I visited a northern China plant not long ago, and the first thing a line operator handed me was a medicine liquid bottle—light, crystal-clean, and surprisingly rigid. It’s the Sterile Vaccine Vial Plastic Liquid Vial For Medical Purposes, made in LITUN, Dusheng Town, Cangxian County, Cangzhou, Hebei. Honestly, it felt like the category has quietly leveled up: better molding, better closure integrity, fewer headaches for fill-finish teams.
Industry buyers keep telling me the same thing: supply resilience and sterility assurance trump tradition. Plastic vials using advanced injection–blow molding offer uniform wall thickness and are easier to scale than legacy glass. In fact, many customers say they’re choosing steam- or gamma-sterilized primary packaging with documented container-closure integrity, rather than wrestling with brittle glass during peak demand. Sustainability plays a part too—lighter weight, reduced transport emissions, smarter secondary packaging.
The bottle body is formed in one pass via injection–blow technology, giving even wall thickness and a clean finish; closure systems are matched for tight dimensional tolerance. Materials are typically medical-grade PP (with optional HDPE) chosen for drug-contact compliance and autoclave resistance. Aseptic packaging is done in controlled environments (often ISO 14644-1 Class 8 or better). Sterilization options include steam (121 °C) or gamma; validation follows ISO 11137 (gamma) and routine bioburden controls. To be honest, the repeatability looked solid on the line I toured.
Testing and standards: CCIT per USP <1207> (dye ingress or vacuum decay), extractables/leachables aligned to USP <661.1> and EP 3.1.3 (for polyolefins), and GMP for primary packaging per ISO 15378. Typical internal data I’ve seen: autoclave stability 121 °C/30 min × 3 cycles without deformation; burst pressure around >0.3 MPa; vacuum dye ingress pass at ≈95 kPa. Real-world use may vary, but the numbers are reassuring.

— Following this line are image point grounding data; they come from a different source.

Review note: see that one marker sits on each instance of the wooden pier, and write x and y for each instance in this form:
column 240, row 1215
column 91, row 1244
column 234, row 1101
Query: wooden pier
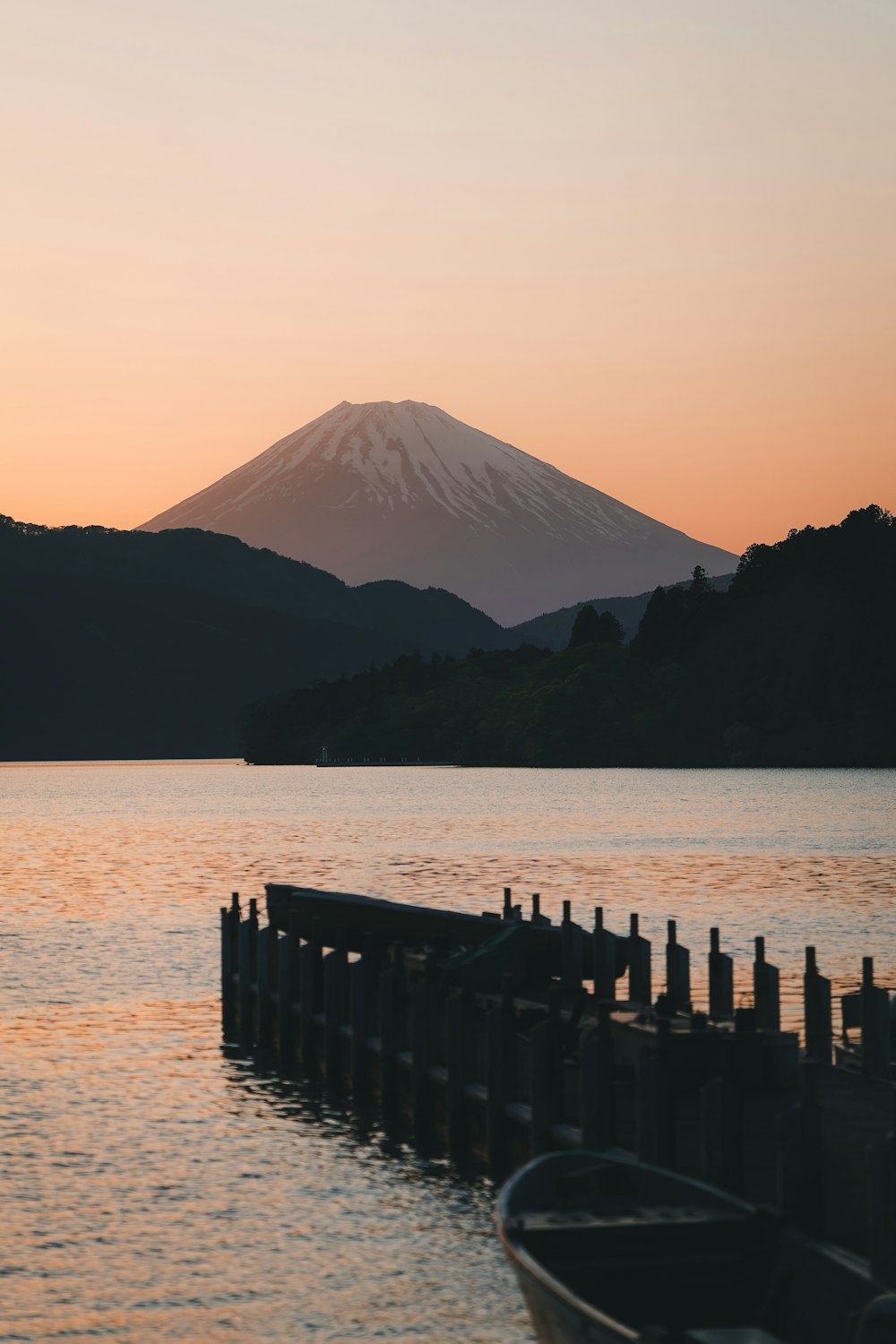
column 511, row 1038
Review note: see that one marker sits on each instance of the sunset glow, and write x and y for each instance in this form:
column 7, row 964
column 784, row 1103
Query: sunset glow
column 651, row 245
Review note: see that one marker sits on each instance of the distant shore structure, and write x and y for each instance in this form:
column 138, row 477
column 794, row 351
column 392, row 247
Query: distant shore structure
column 327, row 760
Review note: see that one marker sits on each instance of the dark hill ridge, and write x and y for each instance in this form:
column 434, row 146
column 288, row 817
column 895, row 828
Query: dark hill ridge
column 228, row 567
column 791, row 667
column 405, row 491
column 552, row 631
column 105, row 668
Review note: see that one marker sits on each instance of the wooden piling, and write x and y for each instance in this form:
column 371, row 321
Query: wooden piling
column 874, row 1019
column 597, row 1083
column 500, row 1064
column 721, row 980
column 640, row 986
column 538, row 918
column 424, row 1011
column 766, row 988
column 677, row 972
column 882, row 1171
column 458, row 1048
column 228, row 967
column 265, row 973
column 721, row 1131
column 801, row 1158
column 571, row 949
column 817, row 1012
column 359, row 1007
column 547, row 1074
column 603, row 959
column 246, row 970
column 392, row 1008
column 309, row 996
column 335, row 978
column 288, row 953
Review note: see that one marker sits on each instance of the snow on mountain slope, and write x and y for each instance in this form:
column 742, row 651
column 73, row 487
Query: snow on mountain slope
column 402, row 489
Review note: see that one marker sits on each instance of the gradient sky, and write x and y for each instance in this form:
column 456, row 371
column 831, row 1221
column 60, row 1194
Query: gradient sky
column 649, row 241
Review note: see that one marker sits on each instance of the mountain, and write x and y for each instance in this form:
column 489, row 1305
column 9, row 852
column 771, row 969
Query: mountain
column 791, row 666
column 230, row 569
column 552, row 631
column 134, row 644
column 99, row 668
column 403, row 491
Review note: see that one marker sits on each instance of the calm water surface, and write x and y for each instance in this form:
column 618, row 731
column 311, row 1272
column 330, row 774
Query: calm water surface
column 153, row 1190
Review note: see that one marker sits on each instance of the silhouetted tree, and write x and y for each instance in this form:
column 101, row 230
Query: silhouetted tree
column 584, row 628
column 590, row 628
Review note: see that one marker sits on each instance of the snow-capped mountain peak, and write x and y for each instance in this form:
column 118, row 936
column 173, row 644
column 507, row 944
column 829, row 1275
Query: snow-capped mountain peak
column 402, row 489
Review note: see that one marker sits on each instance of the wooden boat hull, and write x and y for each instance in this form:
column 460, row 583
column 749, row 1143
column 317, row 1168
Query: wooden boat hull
column 613, row 1252
column 347, row 919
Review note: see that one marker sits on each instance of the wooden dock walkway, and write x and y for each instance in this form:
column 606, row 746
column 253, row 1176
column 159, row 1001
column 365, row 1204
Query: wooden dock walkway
column 485, row 1054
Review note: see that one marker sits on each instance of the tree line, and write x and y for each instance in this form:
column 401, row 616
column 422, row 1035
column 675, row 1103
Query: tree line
column 791, row 666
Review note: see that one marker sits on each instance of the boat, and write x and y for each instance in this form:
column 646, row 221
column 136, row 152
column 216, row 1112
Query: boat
column 346, row 919
column 608, row 1250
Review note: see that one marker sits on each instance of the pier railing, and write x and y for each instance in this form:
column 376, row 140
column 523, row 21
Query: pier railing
column 495, row 1064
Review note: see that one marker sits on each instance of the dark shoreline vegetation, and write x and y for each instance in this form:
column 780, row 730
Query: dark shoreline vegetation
column 793, row 666
column 172, row 644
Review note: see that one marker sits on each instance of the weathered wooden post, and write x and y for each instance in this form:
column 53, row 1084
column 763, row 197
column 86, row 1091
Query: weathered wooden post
column 597, row 1082
column 603, row 959
column 246, row 954
column 882, row 1159
column 392, row 1002
column 801, row 1161
column 265, row 970
column 766, row 988
column 538, row 918
column 677, row 972
column 288, row 954
column 547, row 1073
column 640, row 986
column 500, row 1064
column 363, row 992
column 721, row 980
column 654, row 1102
column 335, row 973
column 424, row 1004
column 571, row 937
column 820, row 1034
column 721, row 1129
column 874, row 1031
column 458, row 1046
column 228, row 965
column 309, row 996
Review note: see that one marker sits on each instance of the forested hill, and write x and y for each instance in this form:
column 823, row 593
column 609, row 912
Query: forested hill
column 791, row 666
column 209, row 562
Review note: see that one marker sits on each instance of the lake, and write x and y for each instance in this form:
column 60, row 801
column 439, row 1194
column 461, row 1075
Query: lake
column 155, row 1190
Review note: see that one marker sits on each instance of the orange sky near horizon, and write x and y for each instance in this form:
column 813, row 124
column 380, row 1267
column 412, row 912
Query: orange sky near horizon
column 653, row 245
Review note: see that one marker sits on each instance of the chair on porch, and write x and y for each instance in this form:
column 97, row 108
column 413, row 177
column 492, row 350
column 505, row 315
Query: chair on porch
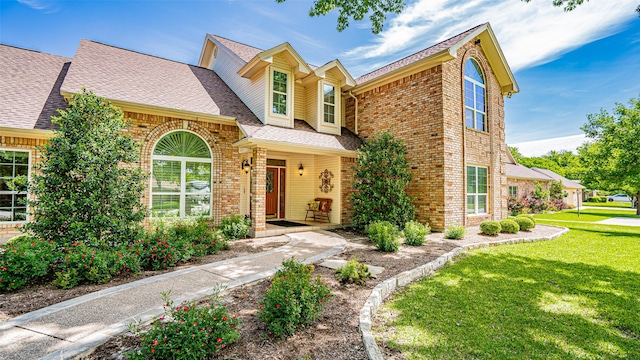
column 319, row 209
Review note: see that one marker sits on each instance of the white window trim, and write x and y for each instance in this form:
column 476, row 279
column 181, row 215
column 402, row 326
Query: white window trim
column 183, row 178
column 476, row 194
column 336, row 111
column 288, row 94
column 473, row 109
column 28, row 179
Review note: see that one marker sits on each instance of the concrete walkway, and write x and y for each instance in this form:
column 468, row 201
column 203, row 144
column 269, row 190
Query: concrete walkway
column 70, row 328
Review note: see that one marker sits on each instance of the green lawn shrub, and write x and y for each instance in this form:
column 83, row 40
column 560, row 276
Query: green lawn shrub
column 24, row 261
column 292, row 299
column 525, row 223
column 415, row 234
column 235, row 227
column 384, row 235
column 530, row 217
column 455, row 232
column 509, row 226
column 354, row 272
column 490, row 227
column 187, row 331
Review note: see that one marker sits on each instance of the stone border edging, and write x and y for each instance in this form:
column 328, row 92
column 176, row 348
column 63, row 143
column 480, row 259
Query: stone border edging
column 387, row 287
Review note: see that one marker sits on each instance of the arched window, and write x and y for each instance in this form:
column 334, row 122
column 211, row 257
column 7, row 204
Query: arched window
column 181, row 176
column 475, row 113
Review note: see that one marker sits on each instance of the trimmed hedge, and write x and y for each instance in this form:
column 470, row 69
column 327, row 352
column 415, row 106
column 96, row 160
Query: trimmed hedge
column 490, row 227
column 525, row 223
column 509, row 226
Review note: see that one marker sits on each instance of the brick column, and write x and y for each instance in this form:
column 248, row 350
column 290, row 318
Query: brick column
column 258, row 190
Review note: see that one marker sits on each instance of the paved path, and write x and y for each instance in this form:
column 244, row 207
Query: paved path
column 70, row 328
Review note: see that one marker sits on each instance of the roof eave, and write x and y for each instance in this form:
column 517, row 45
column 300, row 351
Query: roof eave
column 249, row 142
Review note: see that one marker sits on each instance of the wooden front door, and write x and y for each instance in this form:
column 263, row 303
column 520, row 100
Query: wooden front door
column 272, row 192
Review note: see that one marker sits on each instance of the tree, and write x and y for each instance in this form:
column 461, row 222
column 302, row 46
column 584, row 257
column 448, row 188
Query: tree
column 378, row 10
column 86, row 187
column 381, row 176
column 612, row 159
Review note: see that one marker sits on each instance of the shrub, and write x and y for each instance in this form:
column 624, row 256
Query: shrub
column 187, row 331
column 24, row 261
column 415, row 234
column 382, row 174
column 509, row 226
column 353, row 272
column 525, row 224
column 490, row 227
column 455, row 232
column 384, row 235
column 292, row 299
column 530, row 217
column 235, row 227
column 86, row 189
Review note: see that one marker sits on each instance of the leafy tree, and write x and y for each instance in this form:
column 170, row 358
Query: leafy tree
column 381, row 177
column 86, row 188
column 612, row 159
column 378, row 10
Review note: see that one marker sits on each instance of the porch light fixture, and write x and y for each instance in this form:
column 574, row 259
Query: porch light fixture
column 246, row 166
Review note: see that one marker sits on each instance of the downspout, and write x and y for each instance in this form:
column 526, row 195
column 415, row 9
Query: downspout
column 356, row 117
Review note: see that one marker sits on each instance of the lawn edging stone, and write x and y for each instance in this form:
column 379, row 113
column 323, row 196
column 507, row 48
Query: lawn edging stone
column 383, row 290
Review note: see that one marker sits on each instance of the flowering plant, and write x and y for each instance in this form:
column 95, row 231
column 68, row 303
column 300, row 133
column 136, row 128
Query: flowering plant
column 187, row 331
column 292, row 299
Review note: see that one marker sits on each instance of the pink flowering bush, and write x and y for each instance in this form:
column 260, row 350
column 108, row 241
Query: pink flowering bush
column 292, row 299
column 187, row 331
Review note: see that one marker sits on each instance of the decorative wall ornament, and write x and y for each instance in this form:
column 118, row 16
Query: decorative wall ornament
column 326, row 186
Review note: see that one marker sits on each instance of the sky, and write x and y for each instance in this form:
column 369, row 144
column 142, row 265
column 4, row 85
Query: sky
column 567, row 64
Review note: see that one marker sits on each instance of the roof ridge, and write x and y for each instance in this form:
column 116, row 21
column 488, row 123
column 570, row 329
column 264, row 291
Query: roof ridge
column 420, row 51
column 237, row 42
column 36, row 51
column 139, row 52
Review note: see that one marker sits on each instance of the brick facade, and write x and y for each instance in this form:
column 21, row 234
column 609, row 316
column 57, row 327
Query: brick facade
column 425, row 110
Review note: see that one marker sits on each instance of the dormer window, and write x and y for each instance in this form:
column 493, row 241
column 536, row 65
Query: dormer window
column 279, row 94
column 329, row 99
column 475, row 114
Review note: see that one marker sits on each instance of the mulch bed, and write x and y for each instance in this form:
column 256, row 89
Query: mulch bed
column 333, row 336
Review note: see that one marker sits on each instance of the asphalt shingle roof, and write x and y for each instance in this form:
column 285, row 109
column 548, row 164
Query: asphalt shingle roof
column 30, row 87
column 423, row 54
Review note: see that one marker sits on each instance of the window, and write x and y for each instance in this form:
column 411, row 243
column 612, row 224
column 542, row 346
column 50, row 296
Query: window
column 475, row 114
column 279, row 94
column 476, row 190
column 329, row 99
column 181, row 176
column 13, row 203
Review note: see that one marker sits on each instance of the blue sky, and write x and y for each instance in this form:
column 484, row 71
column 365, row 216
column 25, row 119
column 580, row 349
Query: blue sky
column 566, row 64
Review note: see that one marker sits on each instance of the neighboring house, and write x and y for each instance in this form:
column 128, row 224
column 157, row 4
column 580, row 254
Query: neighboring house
column 521, row 179
column 574, row 189
column 266, row 132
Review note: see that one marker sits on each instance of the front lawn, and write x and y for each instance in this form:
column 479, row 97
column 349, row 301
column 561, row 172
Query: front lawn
column 573, row 297
column 588, row 215
column 608, row 204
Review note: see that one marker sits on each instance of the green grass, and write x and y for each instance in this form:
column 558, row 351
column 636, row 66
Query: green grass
column 574, row 297
column 588, row 215
column 608, row 204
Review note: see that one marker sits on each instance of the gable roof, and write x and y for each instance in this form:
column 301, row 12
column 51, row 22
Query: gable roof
column 243, row 51
column 565, row 182
column 447, row 49
column 30, row 87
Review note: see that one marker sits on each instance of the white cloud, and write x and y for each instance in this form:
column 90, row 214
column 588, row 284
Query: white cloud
column 542, row 147
column 47, row 6
column 530, row 34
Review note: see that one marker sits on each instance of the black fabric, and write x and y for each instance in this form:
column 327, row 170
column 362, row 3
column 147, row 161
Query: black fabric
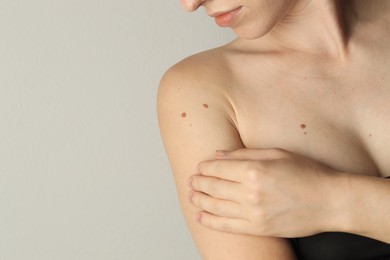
column 340, row 246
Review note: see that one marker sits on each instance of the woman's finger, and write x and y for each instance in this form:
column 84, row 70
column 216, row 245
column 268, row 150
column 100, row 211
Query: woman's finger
column 217, row 188
column 253, row 154
column 218, row 207
column 230, row 225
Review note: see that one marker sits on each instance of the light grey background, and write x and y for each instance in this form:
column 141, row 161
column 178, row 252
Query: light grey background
column 83, row 173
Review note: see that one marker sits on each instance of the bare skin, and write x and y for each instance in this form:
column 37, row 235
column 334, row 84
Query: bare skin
column 313, row 82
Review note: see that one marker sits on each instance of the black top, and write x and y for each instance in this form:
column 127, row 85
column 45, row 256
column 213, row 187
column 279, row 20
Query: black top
column 340, row 246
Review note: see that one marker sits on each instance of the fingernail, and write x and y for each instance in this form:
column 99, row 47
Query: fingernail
column 198, row 217
column 189, row 182
column 189, row 196
column 220, row 153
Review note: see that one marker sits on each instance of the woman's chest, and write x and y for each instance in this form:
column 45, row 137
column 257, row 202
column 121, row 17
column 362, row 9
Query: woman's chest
column 344, row 124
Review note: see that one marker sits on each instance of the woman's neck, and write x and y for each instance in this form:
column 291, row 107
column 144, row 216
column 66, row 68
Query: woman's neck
column 316, row 27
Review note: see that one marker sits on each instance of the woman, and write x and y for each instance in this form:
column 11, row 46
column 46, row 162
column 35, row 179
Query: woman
column 284, row 132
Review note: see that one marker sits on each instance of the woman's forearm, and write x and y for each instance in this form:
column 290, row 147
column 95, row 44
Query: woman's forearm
column 367, row 211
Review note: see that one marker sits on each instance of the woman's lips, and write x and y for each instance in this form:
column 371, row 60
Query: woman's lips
column 226, row 19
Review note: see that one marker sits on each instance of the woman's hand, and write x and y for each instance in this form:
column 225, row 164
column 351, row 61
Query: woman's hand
column 267, row 192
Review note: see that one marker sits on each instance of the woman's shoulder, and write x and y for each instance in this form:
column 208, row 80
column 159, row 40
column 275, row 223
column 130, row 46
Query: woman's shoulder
column 209, row 67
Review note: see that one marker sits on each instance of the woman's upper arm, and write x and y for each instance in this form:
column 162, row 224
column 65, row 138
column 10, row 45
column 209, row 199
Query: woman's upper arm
column 195, row 120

| Product Name | Sterile Vaccine Vial Plastic Liquid Vial For Medical Purposes |
| Material | Medical-grade PP (optional HDPE); USP <661.1> aligned |
| Volumes | 2 mL, 5 mL, 10 mL, 20 mL (others on request) |
| Neck/Closure | 13 mm / 20 mm compatible formats; snap or stopper/cap systems |
| Sterilization | Steam 121 °C or Gamma 25–40 kGy; ISO 11137 validation |
| Service life | Shelf life ≈ 3–5 years unopened (cool, dry storage) |
| Certifications | Manufacturing under ISO 9001; ISO 15378 GMP for pharma packaging |
Use cases span vaccines, diagnostic reagents, hospital pharmacy compounds, and field immunization kits where weight and shatter-resistance matter. Advantages: aseptic packaging, high temperature/pressure resistance, easy direct filling on standard lines, and diverse specs to match varying dose volumes. Many pharmacists like the clear visibility of fill level and optional graduation marks. It seems that amber versions also help with light-sensitive formulations.
| Criteria | WK Packing (This Product) | Vendor A | Vendor B |
|---|---|---|---|
| Lead time | ≈ 3–5 weeks | 4–8 weeks | 6–10 weeks |
| Sterilization options | Steam / Gamma (validated) | Gamma only | Steam only |
| Customization | Color, neck, print, graduations | Limited | Moderate |
| Certifications | ISO 9001, ISO 15378 | ISO 9001 | ISO 9001, ISO 13485 |
| Unit cost (guide) | Mid, volume-based | Low–Mid | Mid–High |
Options include amber or clear bodies, laser or inkjet lot coding, tamper-evident seals, UV-barrier resins, embossed graduations, and packaging in sterile blister nests or bags. MOQ and artwork are negotiable; real-world lead times depend on color masterbatch and tooling.
Feedback is candid: “Filling was straightforward; dimensional consistency was better than we expected,” one buyer told me. However, they noted cap supplier harmonization is key—good reminder that closure systems make or break the package.
If you need an agile, sterilizable medicine liquid bottle with balanced cost and compliance, this line from Hebei is a practical contender. It’s not flashy. It’s competent—which, in pharma packaging, is exactly the point.